Taking Advantage of Innovation
by Faisal Ameen, Head of Product Management, Global Transaction Services, Asia Pacific, Bank of America Merrill Lynch
In the past decade, liquidity management has developed from a peripheral to a mainstream treasury priority in Asia Pacific. This transition has been fuelled by a number of factors including geographic expansion and currency diversification, coupled with a shift to more strategic treasury.
The good news is that in 2015 this transition remains in full swing. But when analysing market forces, the factors pushing ongoing transition are different. While companies continue to face a number of liquidity management challenges, recent technical innovations are bringing new opportunities to overcome regulatory and currency hurdles and help treasurers better optimise company cash.
To understand the transition, we need to take a step back. By their very nature, many of these liquidity challenges are regionally-specific and complex. From a treasury perspective, Asia Pacific is arguably the world’s most difficult region, a fact recognised globally. Comprising numerous markets and cultures, multiple currencies and diverse regulatory climates, Asia Pacific presents a variety of challenges whereby liquidity management is concerned that do not exist in the treasury space of other regions such as the European Union and North America.

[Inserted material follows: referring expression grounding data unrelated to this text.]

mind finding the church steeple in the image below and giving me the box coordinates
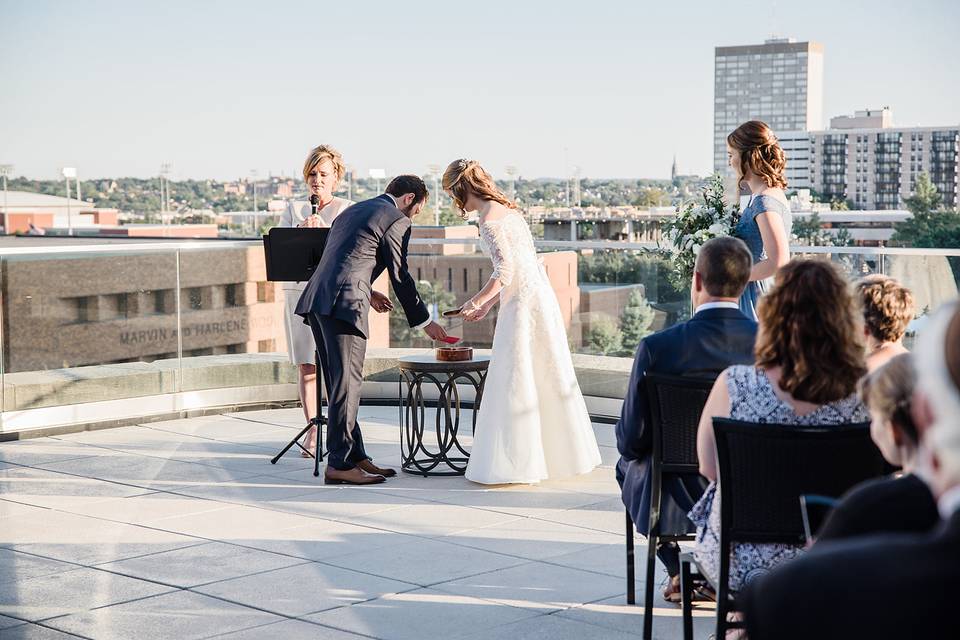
[671,154,678,181]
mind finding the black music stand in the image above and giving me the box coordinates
[264,226,330,477]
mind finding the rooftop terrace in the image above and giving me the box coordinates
[0,406,714,639]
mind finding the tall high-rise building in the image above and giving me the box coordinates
[714,38,825,175]
[782,109,959,209]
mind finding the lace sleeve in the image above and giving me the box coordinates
[480,222,514,286]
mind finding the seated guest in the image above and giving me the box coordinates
[857,274,914,371]
[690,259,869,592]
[816,353,938,542]
[616,236,757,602]
[741,302,960,640]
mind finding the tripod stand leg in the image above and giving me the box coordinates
[271,421,315,465]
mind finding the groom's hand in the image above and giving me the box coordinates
[370,290,394,313]
[422,321,449,342]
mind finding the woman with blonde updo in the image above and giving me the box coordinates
[727,120,792,320]
[442,159,601,484]
[280,145,353,456]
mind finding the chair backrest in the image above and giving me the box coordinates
[645,373,716,474]
[714,418,886,546]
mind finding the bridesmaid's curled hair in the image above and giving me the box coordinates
[727,120,787,190]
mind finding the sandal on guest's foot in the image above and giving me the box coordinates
[662,575,682,603]
[693,582,717,602]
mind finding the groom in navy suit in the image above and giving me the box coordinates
[616,236,757,597]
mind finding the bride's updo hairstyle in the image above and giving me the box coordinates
[727,120,788,190]
[442,159,517,217]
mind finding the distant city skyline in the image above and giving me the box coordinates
[1,0,958,182]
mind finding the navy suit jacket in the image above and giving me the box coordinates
[295,194,429,338]
[616,306,757,534]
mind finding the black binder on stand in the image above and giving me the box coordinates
[263,227,329,477]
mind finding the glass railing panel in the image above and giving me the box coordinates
[1,247,180,411]
[173,241,296,391]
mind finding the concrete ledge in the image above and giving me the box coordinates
[4,354,299,411]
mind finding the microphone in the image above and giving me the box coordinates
[309,194,319,216]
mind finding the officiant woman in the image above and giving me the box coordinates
[279,144,354,456]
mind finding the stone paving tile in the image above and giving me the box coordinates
[42,590,283,640]
[1,509,203,566]
[0,439,101,468]
[0,614,28,630]
[192,562,415,618]
[258,485,429,522]
[94,541,309,588]
[349,502,522,537]
[410,482,610,517]
[321,536,530,588]
[542,542,631,580]
[230,519,415,563]
[32,492,234,526]
[0,500,51,521]
[35,455,263,492]
[534,497,627,535]
[431,561,625,614]
[0,567,173,621]
[207,618,369,640]
[305,588,543,640]
[161,474,319,505]
[0,465,150,510]
[445,516,621,562]
[0,550,80,586]
[144,503,324,541]
[460,612,640,640]
[553,593,717,638]
[0,623,86,639]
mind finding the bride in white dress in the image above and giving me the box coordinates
[442,159,602,484]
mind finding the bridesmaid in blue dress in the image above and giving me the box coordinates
[726,121,792,320]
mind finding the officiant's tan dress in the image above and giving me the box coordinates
[280,197,353,364]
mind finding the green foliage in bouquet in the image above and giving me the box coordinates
[659,175,741,290]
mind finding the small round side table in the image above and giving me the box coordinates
[397,354,490,476]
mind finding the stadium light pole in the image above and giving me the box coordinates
[428,164,441,225]
[0,164,13,220]
[62,167,77,236]
[160,163,172,225]
[250,169,259,236]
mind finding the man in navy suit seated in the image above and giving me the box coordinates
[616,236,757,601]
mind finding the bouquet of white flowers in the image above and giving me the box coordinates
[659,174,741,290]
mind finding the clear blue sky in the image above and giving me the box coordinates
[2,0,957,182]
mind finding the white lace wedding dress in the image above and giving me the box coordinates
[466,213,602,484]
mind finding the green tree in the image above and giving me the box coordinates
[584,315,622,355]
[793,211,854,247]
[388,280,456,347]
[632,187,667,208]
[892,172,960,278]
[618,290,655,354]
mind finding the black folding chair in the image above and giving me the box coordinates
[679,418,885,640]
[624,373,715,640]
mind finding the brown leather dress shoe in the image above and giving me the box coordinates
[357,459,397,478]
[324,466,386,486]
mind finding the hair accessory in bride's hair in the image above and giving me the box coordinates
[457,158,470,171]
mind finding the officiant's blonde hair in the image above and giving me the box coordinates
[442,159,517,216]
[302,144,345,184]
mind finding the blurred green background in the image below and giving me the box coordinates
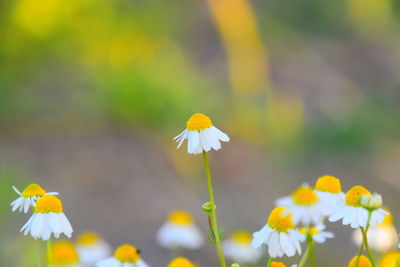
[1,0,400,266]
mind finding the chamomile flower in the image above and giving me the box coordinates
[314,175,345,216]
[11,184,58,213]
[20,195,73,240]
[174,113,230,154]
[298,225,334,244]
[167,257,196,267]
[157,210,203,250]
[352,208,398,252]
[252,207,301,258]
[95,244,149,267]
[275,185,324,225]
[329,186,387,228]
[380,251,400,267]
[348,255,372,267]
[222,230,263,263]
[76,231,112,265]
[47,240,83,267]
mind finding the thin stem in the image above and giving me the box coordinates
[266,257,273,267]
[308,238,316,267]
[202,151,226,267]
[361,227,375,267]
[354,234,365,267]
[298,242,312,267]
[46,238,52,265]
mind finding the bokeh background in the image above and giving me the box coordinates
[1,0,400,266]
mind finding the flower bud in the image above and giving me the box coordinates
[231,264,240,267]
[359,193,383,210]
[202,202,215,213]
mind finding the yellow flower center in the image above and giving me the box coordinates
[114,244,140,263]
[271,262,286,267]
[48,241,79,265]
[292,186,318,205]
[345,186,371,207]
[168,257,196,267]
[186,113,212,131]
[348,255,372,267]
[22,184,46,197]
[77,231,101,246]
[35,195,63,213]
[380,207,393,226]
[380,251,400,267]
[300,227,319,236]
[267,207,295,233]
[315,175,342,193]
[168,210,193,226]
[231,230,252,245]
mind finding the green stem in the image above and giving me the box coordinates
[298,242,312,267]
[46,238,52,265]
[354,234,365,267]
[309,238,316,267]
[266,257,273,267]
[361,227,375,267]
[202,151,226,267]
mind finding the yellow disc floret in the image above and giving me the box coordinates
[267,207,295,233]
[345,186,371,207]
[22,184,46,197]
[168,210,193,226]
[380,207,393,226]
[114,244,140,263]
[186,113,212,131]
[168,257,196,267]
[315,175,342,193]
[48,240,79,265]
[380,251,400,267]
[292,186,318,205]
[348,255,372,267]
[271,262,286,267]
[299,227,319,236]
[35,195,63,213]
[77,231,101,246]
[231,230,252,244]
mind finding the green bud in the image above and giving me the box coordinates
[202,201,215,213]
[231,264,240,267]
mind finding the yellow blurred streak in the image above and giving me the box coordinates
[12,0,68,37]
[348,0,393,35]
[206,0,269,94]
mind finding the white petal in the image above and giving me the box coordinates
[199,129,212,152]
[31,213,45,238]
[280,232,295,256]
[211,126,230,142]
[252,225,273,248]
[173,129,187,140]
[187,131,200,154]
[12,186,22,195]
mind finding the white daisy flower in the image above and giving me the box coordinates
[252,207,302,258]
[314,175,345,216]
[329,185,388,228]
[47,240,83,267]
[352,208,398,252]
[20,195,73,240]
[167,257,196,267]
[11,184,58,214]
[298,225,334,244]
[95,244,149,267]
[222,230,263,263]
[76,231,112,265]
[275,185,324,226]
[157,210,203,250]
[174,113,230,154]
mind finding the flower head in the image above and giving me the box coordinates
[252,207,301,258]
[348,255,372,267]
[271,262,286,267]
[314,175,345,216]
[95,244,149,267]
[174,113,230,154]
[359,193,383,210]
[20,195,73,240]
[168,257,196,267]
[76,231,112,265]
[380,251,400,267]
[157,210,203,250]
[298,225,334,244]
[10,184,58,213]
[276,185,324,225]
[223,230,263,263]
[329,186,388,228]
[47,240,81,266]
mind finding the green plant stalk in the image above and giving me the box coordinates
[298,242,312,267]
[308,237,316,267]
[266,257,273,267]
[354,237,365,267]
[202,151,226,267]
[361,226,375,267]
[46,238,52,265]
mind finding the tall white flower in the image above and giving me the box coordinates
[298,225,334,244]
[252,207,301,258]
[314,175,345,216]
[223,230,263,263]
[95,244,149,267]
[20,195,73,240]
[47,240,83,267]
[11,184,58,213]
[174,113,229,154]
[76,231,112,265]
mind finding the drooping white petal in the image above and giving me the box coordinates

For one thing, in light of the region’s disparate markets, companies operating in multiple countries across Asia Pacific tend to work with a range of different banks, both local and international. As a result, treasurers need to aggregate information from a number of different electronic platforms in order to determine their overall regional cash position. Collating this information is a time-consuming exercise though, often as consuming as the subsequent analysis and decision-making processes.

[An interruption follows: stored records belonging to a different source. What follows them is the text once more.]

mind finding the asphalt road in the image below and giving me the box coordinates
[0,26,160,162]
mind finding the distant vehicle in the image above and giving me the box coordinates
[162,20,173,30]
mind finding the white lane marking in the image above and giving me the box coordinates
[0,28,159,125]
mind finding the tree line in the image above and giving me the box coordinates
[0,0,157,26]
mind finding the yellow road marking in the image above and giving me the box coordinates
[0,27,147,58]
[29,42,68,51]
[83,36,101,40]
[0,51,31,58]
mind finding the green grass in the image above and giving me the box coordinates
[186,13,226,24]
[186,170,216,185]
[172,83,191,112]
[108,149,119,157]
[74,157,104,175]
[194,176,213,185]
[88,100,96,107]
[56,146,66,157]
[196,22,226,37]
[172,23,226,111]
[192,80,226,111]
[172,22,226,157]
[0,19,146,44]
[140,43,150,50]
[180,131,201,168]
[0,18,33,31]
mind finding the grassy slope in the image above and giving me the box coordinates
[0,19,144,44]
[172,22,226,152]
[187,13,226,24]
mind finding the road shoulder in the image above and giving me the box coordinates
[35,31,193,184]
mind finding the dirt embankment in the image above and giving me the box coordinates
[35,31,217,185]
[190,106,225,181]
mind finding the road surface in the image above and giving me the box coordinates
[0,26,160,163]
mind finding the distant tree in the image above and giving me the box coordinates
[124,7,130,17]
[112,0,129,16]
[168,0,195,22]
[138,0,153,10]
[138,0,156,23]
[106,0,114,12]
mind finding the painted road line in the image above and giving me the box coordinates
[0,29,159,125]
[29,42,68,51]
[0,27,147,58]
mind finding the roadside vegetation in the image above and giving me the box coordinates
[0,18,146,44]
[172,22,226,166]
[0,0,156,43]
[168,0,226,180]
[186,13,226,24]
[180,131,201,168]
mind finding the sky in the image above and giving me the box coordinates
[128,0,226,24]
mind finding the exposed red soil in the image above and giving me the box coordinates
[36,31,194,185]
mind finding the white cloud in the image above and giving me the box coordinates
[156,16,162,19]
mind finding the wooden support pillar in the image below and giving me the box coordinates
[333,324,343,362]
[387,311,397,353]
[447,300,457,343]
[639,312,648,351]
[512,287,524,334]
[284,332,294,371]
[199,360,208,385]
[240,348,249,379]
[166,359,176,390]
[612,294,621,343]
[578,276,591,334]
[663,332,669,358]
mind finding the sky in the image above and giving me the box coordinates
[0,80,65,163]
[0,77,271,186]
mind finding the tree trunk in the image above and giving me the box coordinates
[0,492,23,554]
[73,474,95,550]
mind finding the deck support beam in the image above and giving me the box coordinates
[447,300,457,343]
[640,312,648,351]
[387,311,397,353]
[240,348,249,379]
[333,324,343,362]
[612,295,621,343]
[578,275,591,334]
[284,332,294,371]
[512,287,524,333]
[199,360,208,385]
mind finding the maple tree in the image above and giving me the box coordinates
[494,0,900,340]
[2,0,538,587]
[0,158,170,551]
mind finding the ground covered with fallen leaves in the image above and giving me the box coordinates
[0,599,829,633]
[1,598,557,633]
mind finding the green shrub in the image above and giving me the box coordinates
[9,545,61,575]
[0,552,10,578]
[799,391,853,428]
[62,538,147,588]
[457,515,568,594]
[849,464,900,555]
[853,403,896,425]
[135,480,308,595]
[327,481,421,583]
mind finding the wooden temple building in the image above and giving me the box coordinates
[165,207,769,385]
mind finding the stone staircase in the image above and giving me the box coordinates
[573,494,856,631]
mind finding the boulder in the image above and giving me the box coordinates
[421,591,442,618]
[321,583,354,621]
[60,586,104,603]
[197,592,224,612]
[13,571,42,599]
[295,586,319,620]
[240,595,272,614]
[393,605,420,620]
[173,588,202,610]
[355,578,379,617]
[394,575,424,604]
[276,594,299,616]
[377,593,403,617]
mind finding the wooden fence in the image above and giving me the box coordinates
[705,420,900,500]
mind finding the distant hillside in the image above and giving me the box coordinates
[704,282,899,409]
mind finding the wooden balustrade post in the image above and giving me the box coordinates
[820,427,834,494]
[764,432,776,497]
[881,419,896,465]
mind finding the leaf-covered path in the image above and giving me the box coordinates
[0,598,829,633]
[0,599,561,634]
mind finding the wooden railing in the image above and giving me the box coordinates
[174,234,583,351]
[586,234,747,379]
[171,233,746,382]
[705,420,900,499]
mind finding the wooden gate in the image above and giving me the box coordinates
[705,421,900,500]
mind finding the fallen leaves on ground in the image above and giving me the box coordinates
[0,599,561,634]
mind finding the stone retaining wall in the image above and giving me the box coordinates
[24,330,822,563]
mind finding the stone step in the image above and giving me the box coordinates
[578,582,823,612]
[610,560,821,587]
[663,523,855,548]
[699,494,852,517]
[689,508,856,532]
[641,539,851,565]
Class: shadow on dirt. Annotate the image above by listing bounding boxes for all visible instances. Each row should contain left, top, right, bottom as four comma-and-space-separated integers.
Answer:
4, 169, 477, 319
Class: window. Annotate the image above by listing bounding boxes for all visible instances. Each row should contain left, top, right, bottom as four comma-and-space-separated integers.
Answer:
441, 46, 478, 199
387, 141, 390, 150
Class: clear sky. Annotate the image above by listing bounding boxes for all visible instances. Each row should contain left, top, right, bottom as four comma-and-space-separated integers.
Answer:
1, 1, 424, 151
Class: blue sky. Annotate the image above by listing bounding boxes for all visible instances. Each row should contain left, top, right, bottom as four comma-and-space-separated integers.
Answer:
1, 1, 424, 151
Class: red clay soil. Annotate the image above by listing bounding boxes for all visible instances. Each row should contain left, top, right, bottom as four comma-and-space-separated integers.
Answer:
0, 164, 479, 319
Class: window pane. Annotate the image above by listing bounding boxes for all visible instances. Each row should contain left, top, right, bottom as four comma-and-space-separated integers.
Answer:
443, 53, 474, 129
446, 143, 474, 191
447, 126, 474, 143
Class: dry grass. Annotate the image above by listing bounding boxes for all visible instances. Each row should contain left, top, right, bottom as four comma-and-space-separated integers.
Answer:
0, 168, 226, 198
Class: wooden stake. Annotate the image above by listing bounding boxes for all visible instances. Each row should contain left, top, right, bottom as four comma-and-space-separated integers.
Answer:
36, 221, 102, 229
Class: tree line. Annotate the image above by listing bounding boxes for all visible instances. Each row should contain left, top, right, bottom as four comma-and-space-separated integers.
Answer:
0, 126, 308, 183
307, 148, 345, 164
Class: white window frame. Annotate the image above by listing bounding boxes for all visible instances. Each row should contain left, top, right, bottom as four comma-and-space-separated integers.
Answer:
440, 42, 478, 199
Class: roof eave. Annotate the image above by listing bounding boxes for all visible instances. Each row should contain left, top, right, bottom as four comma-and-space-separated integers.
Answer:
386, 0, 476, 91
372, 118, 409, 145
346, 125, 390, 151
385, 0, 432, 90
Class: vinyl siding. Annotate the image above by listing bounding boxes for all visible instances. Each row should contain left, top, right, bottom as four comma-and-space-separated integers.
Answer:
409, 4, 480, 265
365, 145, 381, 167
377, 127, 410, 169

Numerous developments are driving a transition towards smarter liquidity management practices in Asia Pacific. Bank-agnostic solutions, such as SWIFT for Corporates, can help companies achieve real-time visibility over the relevant information. Alternatively, companies can also access platforms provided by global banks in order to achieve the required level of visibility. These platforms enable companies to spend less time on analytics and more time on making strategic decisions.
Visibility is not the only challenge faced by treasurers in the region. Benchmarked with other geographies, managing trapped cash remains a significant consideration for the Asia-based treasurer. For one thing, cash flow constraints can prevent companies from deploying cash as needed. Furthermore, trapped cash has potential financial ramifications for a company if local investment vehicles offer lower returns than the company could achieve in other markets.
As treasurers understand, trapped cash is often beyond the control of the treasury function. For example, regulatory constraints can prevent companies from readily moving cash out of certain markets, such as India and Malaysia. Encouragingly though, trapped cash is becoming less of an issue in China following regulatory relaxations which have made it easier for companies to mobilise their cash.